JFS: The promise is that we will design beautiful products and systems that elegantly fulfill human purposes and at the same time benefit other life forms in our environment. That means designing and building with new ecological principles in mind: being adaptive to context (rather than controlling it), dynamic and flexible (rather than fixed and resistant) and designing solutions that can become increasingly complex and diverse over time. Interestingly, provided with the right kind of infrastructure, human systems can and do evolve in these ways: think how companies like Facebook and Amazon have evolved, as networks, within networks, and supporting social networks that almost literally take on a life of their own. These are new companies, founded in a networked information age. The challenge is to evolve mindsets and institutions that were established in the industrial age.

There are already many examples of technical solutions that deliberately emulate phenomena found in nature—non-toxic adhesives based on mussel chemistry, self-cleaning surfaces inspired by lotus leaves. But the real breakthrough will be to develop approaches that routinely achieve mutual behavioral and ecological benefits over the long haul. We should aspire to these couple of successful examples that come to mind:

First (through Ray Anderson, founder and chairman) Interface Inc. (http://www.interfaceglobal.com/  ) has for over a decade consistently employed nature’s principles in a systematic way to pioneer sustainable practices and create a wide-ranging positive impact—creating business advantage through innovation, and bringing functional and emotional benefits to its own employees, installers, designers, building owners, and inhabitants too. The company was the first in the USA to offer the modular format of carpet tiles (that allow individual tiles to be rearranged or replaced to cope with wear), and introduced random patterns (no two tiles are identical, inspired by the “organized chaos” of the forest floor, so that tiles can be laid without painstaking care in orienting them). It was also first to eliminate the need for glue in installation (inspired by glue-less examples of adhesion in nature, such as the tiny hairs that allow geckos’ feet to cling to any surface); and first to salvage and re-use carpet in manufacture. All this has established new paradigms in the industry and also drives sustainable behavior on the part of customers—modular refurbishment has become an attractive and economical alternative to new purchase.

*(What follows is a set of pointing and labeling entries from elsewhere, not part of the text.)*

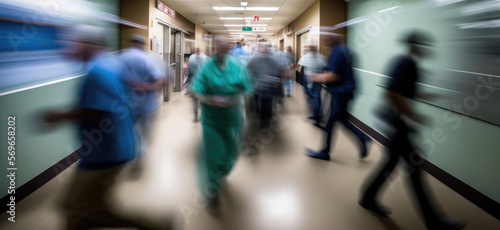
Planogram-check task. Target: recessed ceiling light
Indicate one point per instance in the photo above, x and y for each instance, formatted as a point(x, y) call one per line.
point(242, 18)
point(236, 25)
point(262, 8)
point(229, 8)
point(246, 8)
point(251, 18)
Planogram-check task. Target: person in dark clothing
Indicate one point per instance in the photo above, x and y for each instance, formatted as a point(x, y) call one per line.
point(401, 88)
point(268, 86)
point(341, 85)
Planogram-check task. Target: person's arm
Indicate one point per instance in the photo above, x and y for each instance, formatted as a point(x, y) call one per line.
point(148, 86)
point(332, 73)
point(324, 77)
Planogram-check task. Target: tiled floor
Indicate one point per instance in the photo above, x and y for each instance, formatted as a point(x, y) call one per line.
point(279, 189)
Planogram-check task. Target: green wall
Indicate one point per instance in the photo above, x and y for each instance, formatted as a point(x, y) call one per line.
point(465, 147)
point(39, 147)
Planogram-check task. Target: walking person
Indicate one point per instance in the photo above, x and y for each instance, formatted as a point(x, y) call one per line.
point(195, 63)
point(313, 63)
point(402, 87)
point(107, 136)
point(219, 86)
point(289, 70)
point(341, 84)
point(144, 78)
point(268, 85)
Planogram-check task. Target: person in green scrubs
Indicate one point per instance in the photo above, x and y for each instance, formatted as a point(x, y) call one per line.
point(220, 87)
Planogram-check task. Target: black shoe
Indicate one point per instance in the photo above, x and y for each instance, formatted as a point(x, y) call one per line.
point(364, 148)
point(318, 125)
point(214, 205)
point(318, 155)
point(446, 224)
point(372, 206)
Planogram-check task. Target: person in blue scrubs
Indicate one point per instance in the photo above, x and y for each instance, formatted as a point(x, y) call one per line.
point(106, 133)
point(144, 78)
point(339, 78)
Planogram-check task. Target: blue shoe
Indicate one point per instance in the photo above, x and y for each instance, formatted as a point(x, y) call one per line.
point(318, 155)
point(364, 148)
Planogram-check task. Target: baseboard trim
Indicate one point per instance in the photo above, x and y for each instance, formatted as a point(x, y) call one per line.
point(479, 199)
point(37, 182)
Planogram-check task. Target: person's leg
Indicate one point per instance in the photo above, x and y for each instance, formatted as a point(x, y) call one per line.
point(434, 220)
point(215, 161)
point(288, 87)
point(335, 110)
point(144, 126)
point(363, 139)
point(87, 203)
point(195, 108)
point(316, 101)
point(266, 112)
point(377, 180)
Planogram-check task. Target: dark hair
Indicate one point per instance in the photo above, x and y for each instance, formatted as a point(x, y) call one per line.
point(418, 38)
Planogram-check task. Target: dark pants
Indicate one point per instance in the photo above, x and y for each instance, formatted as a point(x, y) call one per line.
point(316, 100)
point(313, 94)
point(338, 112)
point(263, 109)
point(401, 147)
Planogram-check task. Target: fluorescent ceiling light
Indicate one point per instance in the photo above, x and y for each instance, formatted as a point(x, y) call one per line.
point(242, 18)
point(243, 34)
point(246, 8)
point(236, 25)
point(229, 8)
point(262, 8)
point(251, 18)
point(391, 8)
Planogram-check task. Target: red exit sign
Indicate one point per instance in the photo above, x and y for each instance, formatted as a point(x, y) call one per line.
point(161, 6)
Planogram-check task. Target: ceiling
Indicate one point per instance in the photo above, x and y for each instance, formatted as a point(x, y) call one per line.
point(200, 12)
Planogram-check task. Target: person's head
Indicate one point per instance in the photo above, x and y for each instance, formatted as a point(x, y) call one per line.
point(331, 39)
point(222, 46)
point(87, 41)
point(263, 49)
point(313, 48)
point(419, 43)
point(138, 41)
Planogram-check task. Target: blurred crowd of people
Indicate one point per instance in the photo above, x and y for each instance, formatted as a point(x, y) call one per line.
point(119, 100)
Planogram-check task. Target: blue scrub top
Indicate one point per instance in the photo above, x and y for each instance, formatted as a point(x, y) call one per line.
point(340, 63)
point(107, 141)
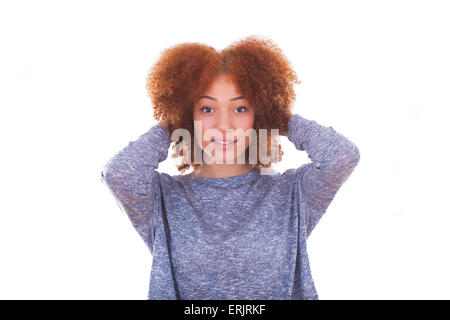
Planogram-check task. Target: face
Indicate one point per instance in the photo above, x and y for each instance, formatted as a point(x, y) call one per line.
point(224, 115)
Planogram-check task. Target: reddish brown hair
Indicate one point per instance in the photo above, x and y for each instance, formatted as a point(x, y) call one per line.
point(259, 70)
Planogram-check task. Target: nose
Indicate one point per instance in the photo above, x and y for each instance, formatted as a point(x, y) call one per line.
point(225, 127)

Second a social, business, and material ecosystem designed by Industrial Symbiosis in Kalundborg Denmark (http://www.symbiosis.dk/) and running for a couple of decades. The overall goals of this group are to minimize the utilization of energy, water, and natural raw materials through efficient exchange of industrial bi-products between multiple industries within a local geography. Literally the outputs of one factory become the inputs for another. Although this is essentially a technical goal with economic and environmental benefits, the effort requires a level of human collaboration, openness (it means sharing details of each other’s manufacturing cycles to design waste streams that reintegrate into other manufacturing cycles) and information exchange to accomplish. And so Industrial Symbiosis is itself built as a network to support co-operation between several companies (including a sheetrock factory, pharmaceutical plant, enzyme producer, and an oil refinery) and the technical departments within the Municipality of Kalundborg.  A key element of Industrial Symbiosis is stated as “working together to find new solutions” — new resources for production processes and new processes for available resources.

These examples suggest that a truly nature-inspired approach will mean rethinking some fundamental ideas about design: What we design: perhaps it is not about things, but about ecosystems. How we think of materials: perhaps the concept of “waste” is outmoded, materials reform. Who designs: perhaps our new heroes will not be individual human designers but rather diverse (and multi-species?) design communities.